SEVILLE, Spain, Aug. 16 (UPI) -- Since Spain requested a bailout from the European Union, the Spanish people have invented more and more creative means of protest to speak out.
Juan Maneul Sanchez Gordillo is a member of Andalucia's regional parliament and mayor of Marinaleda, and he is also one of the leaders of the Andalucian Workers Syndicate.
A month after Spain requested a bailout, 1,000 syndicate members occupied an estate owned by the Spanish military and demanded the land be redistributed to workers in the area. When their cries went unheard, the syndicate tried a Robin Hood approach. Members walked into grocery stores, piled carts with food and walked out to give it all to the poor.
"We robbed to give to the poor because the rich are already robbing," Sanchez Gordillo told Time. "This crisis is a great robbery."

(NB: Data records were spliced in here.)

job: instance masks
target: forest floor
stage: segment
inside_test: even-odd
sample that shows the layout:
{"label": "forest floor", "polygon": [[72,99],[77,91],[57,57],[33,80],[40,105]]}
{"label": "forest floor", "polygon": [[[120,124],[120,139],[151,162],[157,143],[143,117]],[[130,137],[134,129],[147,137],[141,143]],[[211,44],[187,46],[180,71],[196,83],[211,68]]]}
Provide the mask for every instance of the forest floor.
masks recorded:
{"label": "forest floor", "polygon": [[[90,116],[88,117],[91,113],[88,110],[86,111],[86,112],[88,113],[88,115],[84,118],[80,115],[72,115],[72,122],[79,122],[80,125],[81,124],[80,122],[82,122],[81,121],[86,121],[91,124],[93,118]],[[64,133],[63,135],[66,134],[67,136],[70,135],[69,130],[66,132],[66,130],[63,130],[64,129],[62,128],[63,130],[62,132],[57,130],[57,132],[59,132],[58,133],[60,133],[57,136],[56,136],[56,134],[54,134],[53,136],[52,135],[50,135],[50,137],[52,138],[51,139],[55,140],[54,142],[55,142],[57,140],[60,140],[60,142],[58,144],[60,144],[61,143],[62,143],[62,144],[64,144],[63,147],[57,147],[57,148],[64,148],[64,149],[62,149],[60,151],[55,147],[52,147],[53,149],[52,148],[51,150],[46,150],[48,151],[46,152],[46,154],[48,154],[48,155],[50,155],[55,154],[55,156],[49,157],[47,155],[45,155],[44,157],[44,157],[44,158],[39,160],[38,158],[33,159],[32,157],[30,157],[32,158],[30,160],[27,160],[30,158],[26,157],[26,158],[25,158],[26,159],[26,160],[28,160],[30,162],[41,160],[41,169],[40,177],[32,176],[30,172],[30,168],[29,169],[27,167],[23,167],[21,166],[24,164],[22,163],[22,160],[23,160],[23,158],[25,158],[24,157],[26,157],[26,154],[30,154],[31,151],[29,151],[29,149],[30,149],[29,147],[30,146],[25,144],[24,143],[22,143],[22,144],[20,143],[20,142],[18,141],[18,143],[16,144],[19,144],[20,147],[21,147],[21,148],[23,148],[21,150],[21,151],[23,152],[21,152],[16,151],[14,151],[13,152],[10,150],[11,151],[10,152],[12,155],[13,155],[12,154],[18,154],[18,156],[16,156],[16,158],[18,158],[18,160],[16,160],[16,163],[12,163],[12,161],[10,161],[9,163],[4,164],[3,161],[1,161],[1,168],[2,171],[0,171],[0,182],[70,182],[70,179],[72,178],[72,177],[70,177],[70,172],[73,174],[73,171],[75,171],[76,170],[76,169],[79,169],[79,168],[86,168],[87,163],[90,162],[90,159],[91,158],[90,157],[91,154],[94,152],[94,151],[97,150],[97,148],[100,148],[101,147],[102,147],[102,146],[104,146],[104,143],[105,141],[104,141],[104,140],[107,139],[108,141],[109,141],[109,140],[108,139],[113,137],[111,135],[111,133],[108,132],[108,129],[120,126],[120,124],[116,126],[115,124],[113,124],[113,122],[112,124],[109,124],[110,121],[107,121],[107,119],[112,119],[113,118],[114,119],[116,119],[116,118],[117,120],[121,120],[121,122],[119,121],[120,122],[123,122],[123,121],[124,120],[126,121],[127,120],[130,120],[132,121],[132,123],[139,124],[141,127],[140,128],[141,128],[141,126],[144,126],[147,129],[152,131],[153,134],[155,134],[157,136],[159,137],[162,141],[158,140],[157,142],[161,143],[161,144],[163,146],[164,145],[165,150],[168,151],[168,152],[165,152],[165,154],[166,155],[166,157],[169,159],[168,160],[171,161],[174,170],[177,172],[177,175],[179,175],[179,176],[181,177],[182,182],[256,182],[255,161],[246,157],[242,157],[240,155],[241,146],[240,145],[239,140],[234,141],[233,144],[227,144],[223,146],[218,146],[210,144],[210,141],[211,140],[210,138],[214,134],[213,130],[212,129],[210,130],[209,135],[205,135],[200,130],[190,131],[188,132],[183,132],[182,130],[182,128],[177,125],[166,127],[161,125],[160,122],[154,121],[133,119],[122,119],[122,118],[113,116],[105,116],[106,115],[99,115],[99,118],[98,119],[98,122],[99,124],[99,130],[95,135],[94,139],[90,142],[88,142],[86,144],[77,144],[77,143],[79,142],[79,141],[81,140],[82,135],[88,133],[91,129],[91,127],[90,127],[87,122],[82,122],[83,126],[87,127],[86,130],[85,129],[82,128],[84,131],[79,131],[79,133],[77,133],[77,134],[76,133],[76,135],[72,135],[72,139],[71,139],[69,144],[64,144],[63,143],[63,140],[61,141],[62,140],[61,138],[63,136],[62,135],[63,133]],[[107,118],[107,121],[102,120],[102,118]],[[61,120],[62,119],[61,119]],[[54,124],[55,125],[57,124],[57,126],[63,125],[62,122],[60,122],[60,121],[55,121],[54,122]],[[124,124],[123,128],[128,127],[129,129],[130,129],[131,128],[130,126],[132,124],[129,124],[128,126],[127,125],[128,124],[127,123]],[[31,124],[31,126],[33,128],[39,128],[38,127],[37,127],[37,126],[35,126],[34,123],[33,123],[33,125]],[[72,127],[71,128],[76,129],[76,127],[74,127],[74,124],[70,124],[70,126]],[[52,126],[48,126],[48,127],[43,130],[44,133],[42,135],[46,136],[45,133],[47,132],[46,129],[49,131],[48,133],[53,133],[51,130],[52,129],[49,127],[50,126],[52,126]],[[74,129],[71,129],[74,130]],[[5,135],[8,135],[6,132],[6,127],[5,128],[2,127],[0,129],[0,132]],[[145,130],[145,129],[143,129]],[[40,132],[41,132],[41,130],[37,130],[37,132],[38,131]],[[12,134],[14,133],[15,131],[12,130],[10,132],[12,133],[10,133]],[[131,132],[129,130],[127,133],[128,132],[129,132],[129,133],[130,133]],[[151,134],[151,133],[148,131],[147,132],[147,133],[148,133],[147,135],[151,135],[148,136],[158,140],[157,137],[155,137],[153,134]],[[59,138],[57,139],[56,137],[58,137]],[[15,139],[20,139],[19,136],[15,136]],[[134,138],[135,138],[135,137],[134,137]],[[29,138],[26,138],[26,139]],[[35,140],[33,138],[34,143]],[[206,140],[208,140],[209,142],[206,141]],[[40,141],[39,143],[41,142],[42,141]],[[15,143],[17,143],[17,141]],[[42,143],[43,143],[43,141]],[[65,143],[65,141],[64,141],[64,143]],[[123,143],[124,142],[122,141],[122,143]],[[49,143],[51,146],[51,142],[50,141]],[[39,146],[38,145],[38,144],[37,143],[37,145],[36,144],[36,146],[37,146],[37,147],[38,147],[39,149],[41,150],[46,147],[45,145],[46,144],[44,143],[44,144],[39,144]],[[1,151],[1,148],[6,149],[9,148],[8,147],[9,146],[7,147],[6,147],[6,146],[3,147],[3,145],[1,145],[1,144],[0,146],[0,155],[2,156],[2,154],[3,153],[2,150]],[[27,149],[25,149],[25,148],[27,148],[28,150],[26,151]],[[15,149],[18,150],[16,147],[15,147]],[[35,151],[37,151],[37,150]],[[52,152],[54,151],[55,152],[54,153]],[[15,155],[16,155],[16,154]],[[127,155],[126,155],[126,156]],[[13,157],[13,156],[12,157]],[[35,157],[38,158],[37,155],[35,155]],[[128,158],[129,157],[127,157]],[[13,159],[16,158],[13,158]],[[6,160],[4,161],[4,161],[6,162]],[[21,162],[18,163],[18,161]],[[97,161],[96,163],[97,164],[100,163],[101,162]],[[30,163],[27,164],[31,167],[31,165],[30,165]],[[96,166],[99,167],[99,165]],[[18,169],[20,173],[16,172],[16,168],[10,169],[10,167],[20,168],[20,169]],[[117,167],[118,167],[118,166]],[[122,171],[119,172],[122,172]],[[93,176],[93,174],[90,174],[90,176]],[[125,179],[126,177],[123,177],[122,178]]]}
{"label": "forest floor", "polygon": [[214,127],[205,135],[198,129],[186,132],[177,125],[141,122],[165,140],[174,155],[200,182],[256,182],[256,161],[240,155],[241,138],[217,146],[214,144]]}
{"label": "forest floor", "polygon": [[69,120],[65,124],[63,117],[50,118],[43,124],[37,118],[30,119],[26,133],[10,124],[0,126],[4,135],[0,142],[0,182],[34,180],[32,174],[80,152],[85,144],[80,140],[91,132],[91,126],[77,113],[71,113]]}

The government arrested several syndicate members Aug. 10 and ejected them from the estate; however, Sanchez Gordillo said they have more protests in store.
Another group, Flo6x8, comprised of Seville-based flamenco dancers, airs their grievances through flash mobs.
At a Bankia branch recently, a man burst out singing in the first notes of a typical flamenco song: "You've lowered my salary and raised everything else," he belted. Meanwhile dancers stomped the floors and customers joined in clapping.
"We demand attention and say, 'Here we are, using our bodies to fight the financial system,'" said Flo6x8 member La Paca Monea.